Zur heutigen ersten Lesung des Naturschutzgesetzes erklärt der naturschutzpolitische Sprecher der Fraktion BÜNDNIS 90/DIE GRÜNEN im Thüringer Landtag Roberto Kobelt:

„Ohne eine intakte Natur gefährden wir unsere Lebensgrundlagen. Saubere Luft, fruchtbare Böden, Nahrungsmittel und Trinkwasser brauchen funktionierende Ökosysteme. Wenn aktuell die Hälfte der Insektenarten in Thüringen in ihrem Bestand gefährdet ist, dann besteht erkennbarer Handlungsdruck, sich für einen wirkungsvollen Schutz der biologischen Vielfalt einzusetzen. Diesen Herausforderungen stellt sich Thüringen mit einem modernen Naturschutzrecht“, kommt der Naturschutzpolitiker zu einer positiven Einschätzung des Gesetzentwurfs.

„Mit dem jetzt vorliegenden Entwurf soll die bedrohte Vielfalt in Thüringen besser dokumentiert, geschützt und wirkungsvoll untereinander vernetzt werden.

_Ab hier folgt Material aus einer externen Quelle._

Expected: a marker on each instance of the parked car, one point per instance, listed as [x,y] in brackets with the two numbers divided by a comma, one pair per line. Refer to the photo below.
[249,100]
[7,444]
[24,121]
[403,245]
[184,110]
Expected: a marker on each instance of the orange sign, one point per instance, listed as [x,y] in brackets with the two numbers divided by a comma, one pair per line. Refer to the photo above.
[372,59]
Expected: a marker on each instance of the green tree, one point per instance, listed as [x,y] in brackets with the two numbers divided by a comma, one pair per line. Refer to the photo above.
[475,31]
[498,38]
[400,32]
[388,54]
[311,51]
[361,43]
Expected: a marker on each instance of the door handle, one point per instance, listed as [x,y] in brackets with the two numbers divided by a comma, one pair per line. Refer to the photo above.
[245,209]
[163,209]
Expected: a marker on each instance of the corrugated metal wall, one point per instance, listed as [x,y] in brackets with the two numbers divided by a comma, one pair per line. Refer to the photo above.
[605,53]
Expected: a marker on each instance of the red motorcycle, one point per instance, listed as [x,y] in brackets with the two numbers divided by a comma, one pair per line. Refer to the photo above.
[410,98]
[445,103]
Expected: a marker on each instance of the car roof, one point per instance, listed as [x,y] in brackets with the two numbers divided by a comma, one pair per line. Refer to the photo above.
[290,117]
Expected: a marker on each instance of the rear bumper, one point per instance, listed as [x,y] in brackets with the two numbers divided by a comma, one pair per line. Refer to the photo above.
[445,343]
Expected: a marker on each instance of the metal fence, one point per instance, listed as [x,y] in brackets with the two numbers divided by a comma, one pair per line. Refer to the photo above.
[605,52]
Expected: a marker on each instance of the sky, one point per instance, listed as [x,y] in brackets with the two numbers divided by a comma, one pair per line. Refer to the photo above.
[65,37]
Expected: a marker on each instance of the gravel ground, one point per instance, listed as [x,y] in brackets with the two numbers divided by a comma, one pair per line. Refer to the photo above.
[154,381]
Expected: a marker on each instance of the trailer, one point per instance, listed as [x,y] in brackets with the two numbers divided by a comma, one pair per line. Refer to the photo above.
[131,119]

Eine wesentliche Grundlage dafür ist das Thüringer Netz von Natura 2000-Stationen, welche diese Arbeit seit 2015 vor Ort leisten und die Kooperation zwischen Kommunen, Landnutzern und Naturschutzverbänden unterstützen. Diese sollen im Landesnaturschutzgesetz verankert und damit auch finanziell dauerhaft abgesichert werden. Das macht Thüringen zu einem bundesweiten Vorreiter im Natur- und Artenschutz“, erklärt der bündnisgrüne Abgeordnete Roberto Kobelt.

Gleichzeitig legt der Gesetzentwurf Grundlagen für eine Kompensationsverordnung. Derzeit werden in Thüringen täglich mehr als drei Hektar neue Siedlungs- und Verkehrsflächen erschlossen. „Was vom Konto der Natur abgehoben wurde, soll ihm wieder zurück gegeben werden, und zwar möglichst “gleichartig und gleichwertig” durch sogenannte Ausgleichsmaßnahmen. Thüringen will dabei einen Vorrang für Maßnahmen aus Flächenpools festlegen und damit Naturschutzmaßnahmen sinnvoll bündeln, die vorrangig in Natura 2000-Gebiete gelenkt werden sollen. Andererseits sollen die landwirtschaftlich hochwertigen Nutzflächen bei der Planung von Kompensationsmaßnahmen geschont und die landwirtschaftlichen Betriebe dadurch entlastet werden“, freut sich Roberto Kobelt über die fortschrittlichen Regelungen.

„Besonders wichtig ist mir, dass in das Gesetz eine Regelung aufgenommen werden soll, die in hochwertigen Schutzgebietskategorien wie Naturschutzgebieten und Nationalparken ein generelles Verbot des Einsatzes gentechnisch veränderter Organismen festschreibt. Es bedarf damit keiner Einzelfallregelung in jeder Schutzgebietsverordnung und schafft klare Verhältnisse zum Schutz der Biologischen Vielfalt. Wir schaffen ein modernes Recht, nehmen aktuelle Entwicklungen auf und setzen wichtige Maßgaben aus dem Koalitionsvertrag um“, schließt Roberto Kobelt.